In the early aughts, Coldplay was branded as Radiohead’s doe-eyed little cousin, writing ruminative mope-rock tailored for rom-com soundtracks. And being the sensitive chap he is, Chris Martin’s taken those criticisms to heart, setting out to prove his band’s artistic worth across the past decade. With each new album, Coldplay worm their way through a new stylistic shift, brandishing whatever musical tools (hip-hop drums, orchestrations, Brian Eno) might help carve out their elusive masterpiece. Love ‘em or hate ‘em, they refuse to aim small.
Ghost Stories, the band’s sixth studio album, is ambitious for a new reason: scaling back.

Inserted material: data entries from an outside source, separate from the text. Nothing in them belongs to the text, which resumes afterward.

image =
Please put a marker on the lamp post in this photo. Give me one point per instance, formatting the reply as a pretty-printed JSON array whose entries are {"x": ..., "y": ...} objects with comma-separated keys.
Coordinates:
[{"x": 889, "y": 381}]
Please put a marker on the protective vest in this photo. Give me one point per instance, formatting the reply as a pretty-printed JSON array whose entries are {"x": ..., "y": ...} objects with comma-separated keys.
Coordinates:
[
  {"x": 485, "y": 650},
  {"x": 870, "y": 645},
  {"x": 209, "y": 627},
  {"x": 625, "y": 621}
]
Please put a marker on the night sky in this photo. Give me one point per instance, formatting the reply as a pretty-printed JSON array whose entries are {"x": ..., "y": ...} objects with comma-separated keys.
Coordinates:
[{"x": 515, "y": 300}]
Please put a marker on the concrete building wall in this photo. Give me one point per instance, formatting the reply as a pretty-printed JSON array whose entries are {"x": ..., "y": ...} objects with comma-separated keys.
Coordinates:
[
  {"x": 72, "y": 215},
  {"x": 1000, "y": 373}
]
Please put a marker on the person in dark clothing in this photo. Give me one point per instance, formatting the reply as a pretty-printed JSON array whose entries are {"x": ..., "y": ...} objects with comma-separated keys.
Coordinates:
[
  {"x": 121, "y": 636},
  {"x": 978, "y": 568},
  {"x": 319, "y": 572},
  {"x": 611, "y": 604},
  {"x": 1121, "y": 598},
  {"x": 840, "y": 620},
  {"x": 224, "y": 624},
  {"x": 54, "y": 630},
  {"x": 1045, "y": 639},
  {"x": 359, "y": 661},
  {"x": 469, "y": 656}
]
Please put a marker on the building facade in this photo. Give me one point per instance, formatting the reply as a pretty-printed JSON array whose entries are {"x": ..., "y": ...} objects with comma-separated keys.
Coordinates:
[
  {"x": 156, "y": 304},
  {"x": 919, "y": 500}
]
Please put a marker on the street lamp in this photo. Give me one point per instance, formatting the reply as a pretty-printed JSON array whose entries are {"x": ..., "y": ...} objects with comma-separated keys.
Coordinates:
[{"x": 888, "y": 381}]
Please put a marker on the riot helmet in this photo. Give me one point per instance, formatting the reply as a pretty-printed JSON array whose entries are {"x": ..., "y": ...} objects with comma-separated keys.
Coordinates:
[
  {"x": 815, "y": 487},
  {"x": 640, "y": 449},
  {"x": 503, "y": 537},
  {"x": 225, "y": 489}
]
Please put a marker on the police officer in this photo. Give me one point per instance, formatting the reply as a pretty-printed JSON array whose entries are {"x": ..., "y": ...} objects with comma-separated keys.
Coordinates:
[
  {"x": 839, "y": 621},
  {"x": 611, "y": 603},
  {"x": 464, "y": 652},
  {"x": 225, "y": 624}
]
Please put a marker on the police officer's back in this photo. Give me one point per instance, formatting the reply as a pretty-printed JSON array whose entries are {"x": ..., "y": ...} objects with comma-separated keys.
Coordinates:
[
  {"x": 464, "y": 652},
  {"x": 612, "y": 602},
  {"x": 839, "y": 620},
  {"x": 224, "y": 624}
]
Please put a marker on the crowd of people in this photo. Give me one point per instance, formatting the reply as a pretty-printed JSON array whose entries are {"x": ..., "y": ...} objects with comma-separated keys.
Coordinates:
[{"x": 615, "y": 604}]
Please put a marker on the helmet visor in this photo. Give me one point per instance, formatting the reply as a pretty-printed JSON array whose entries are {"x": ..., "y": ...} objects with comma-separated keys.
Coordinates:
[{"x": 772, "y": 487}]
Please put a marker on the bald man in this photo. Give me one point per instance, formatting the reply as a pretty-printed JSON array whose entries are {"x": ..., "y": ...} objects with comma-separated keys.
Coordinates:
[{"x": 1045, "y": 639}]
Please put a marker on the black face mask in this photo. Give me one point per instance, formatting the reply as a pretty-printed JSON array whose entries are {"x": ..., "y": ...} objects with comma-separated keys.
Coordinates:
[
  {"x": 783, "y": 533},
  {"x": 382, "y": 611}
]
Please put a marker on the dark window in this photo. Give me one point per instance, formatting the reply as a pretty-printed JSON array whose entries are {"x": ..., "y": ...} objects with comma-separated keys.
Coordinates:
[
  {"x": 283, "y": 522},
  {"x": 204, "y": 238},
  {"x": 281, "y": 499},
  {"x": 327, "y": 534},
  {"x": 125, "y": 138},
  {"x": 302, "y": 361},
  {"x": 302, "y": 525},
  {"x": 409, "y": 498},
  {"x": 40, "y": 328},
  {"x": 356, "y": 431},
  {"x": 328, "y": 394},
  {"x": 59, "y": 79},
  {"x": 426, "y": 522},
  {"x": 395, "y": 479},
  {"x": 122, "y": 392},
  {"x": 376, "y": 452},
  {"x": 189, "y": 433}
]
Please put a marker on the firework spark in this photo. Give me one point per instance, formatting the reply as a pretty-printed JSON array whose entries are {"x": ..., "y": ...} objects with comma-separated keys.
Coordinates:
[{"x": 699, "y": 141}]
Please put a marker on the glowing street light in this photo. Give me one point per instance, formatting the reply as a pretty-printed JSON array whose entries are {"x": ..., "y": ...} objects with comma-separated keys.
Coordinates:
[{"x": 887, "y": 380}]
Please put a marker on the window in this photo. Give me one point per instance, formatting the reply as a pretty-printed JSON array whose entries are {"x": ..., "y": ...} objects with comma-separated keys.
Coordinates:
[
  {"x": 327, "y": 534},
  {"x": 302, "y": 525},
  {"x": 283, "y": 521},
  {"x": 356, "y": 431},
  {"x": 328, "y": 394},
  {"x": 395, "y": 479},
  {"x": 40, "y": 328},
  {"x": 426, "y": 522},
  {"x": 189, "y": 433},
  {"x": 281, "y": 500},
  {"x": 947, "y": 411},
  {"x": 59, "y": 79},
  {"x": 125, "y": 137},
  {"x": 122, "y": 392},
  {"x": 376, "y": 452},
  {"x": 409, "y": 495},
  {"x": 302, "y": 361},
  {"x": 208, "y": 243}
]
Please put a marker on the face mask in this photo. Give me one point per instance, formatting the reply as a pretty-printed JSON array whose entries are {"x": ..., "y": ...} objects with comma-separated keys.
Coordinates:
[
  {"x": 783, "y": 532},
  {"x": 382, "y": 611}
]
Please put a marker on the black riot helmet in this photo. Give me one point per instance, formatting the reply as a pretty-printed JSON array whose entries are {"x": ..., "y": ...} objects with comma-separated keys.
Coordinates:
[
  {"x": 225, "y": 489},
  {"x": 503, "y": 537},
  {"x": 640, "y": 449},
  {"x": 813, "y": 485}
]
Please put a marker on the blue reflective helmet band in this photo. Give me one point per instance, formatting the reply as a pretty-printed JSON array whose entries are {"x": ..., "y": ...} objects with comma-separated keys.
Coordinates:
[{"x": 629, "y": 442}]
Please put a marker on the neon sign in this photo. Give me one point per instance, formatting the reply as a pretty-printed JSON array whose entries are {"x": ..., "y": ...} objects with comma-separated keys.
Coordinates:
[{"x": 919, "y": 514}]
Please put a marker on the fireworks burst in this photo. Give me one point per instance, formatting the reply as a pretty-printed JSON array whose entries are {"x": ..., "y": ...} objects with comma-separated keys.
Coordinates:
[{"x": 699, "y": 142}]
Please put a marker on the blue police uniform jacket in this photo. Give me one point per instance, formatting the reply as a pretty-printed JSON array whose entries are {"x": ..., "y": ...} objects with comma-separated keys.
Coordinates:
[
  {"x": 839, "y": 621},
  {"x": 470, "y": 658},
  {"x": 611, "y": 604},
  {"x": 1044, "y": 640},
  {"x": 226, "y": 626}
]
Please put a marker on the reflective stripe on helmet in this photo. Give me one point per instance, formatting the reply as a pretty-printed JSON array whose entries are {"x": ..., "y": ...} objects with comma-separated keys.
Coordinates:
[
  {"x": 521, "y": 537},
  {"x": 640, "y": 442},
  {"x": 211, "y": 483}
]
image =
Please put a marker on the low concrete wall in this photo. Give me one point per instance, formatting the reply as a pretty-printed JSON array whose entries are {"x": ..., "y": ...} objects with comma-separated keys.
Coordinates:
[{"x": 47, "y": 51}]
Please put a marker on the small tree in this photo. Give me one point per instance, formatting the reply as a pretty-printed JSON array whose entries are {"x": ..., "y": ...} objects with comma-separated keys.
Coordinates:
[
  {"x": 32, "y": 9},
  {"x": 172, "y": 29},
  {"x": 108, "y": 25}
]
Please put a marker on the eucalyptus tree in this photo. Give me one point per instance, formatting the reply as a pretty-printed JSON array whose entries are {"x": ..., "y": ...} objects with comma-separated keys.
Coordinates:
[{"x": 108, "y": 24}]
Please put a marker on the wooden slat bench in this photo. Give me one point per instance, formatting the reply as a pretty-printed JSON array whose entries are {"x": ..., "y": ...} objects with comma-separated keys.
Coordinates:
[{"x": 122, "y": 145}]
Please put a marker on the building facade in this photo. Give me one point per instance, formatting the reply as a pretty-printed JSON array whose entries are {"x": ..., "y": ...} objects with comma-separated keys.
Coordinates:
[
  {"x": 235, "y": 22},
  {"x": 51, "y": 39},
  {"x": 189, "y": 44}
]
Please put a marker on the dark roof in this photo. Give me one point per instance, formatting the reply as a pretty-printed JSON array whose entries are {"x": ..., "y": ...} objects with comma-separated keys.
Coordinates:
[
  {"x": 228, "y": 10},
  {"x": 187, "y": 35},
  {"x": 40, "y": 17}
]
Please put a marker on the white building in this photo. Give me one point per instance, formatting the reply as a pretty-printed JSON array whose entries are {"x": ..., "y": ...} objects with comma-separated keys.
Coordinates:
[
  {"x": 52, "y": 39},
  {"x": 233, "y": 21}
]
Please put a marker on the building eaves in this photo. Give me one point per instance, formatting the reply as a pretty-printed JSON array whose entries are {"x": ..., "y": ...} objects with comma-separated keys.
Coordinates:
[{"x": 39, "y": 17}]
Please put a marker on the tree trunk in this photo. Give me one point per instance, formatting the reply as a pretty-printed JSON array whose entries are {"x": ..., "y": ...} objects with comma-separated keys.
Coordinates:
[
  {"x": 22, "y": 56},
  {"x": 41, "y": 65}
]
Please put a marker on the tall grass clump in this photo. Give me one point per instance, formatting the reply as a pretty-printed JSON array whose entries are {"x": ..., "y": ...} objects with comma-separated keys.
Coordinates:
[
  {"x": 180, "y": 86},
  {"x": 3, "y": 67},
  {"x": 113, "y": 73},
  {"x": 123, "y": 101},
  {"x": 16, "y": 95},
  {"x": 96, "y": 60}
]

Born from the aftermath of Martin’s “conscious uncoupling” with wife Gwyneth Paltrow, this brisk LP finds the quartet meditating on lost love over various shades of warm-blooded electronica. Coldplay have always been eager to please (that aw-shucks charm is both part of their appeal and a critical repellent), and on Ghost Stories, they continue to chase both commercial and artistic relevance, appealing to every possible listener at least once — from the soulful Bon Iver approximations of “Midnight” to the pulsing, Avicii-produced epic “A Sky Full of Stars” to the crackling electro-pop ballad “True Love” (which breezes by on lush Timbaland drums).
A “Coldplay break-up album” almost sounds redundant on paper, but what’s most surprising about Ghost Stories is that Martin sounds invigorated as a vocalist — whether he’s gurgling vocoder on “Midnight” or exploring his rougher lower register on the spooky “Another’s Arms.” And the sparse, synth-heavy arrangements let that underrated tenor shine throughout. Subdued but rarely sullen, heartbroken yet resilient, Ghost Stories is musical comfort food. And no matter the sonic landscape, that’s what Coldplay do best.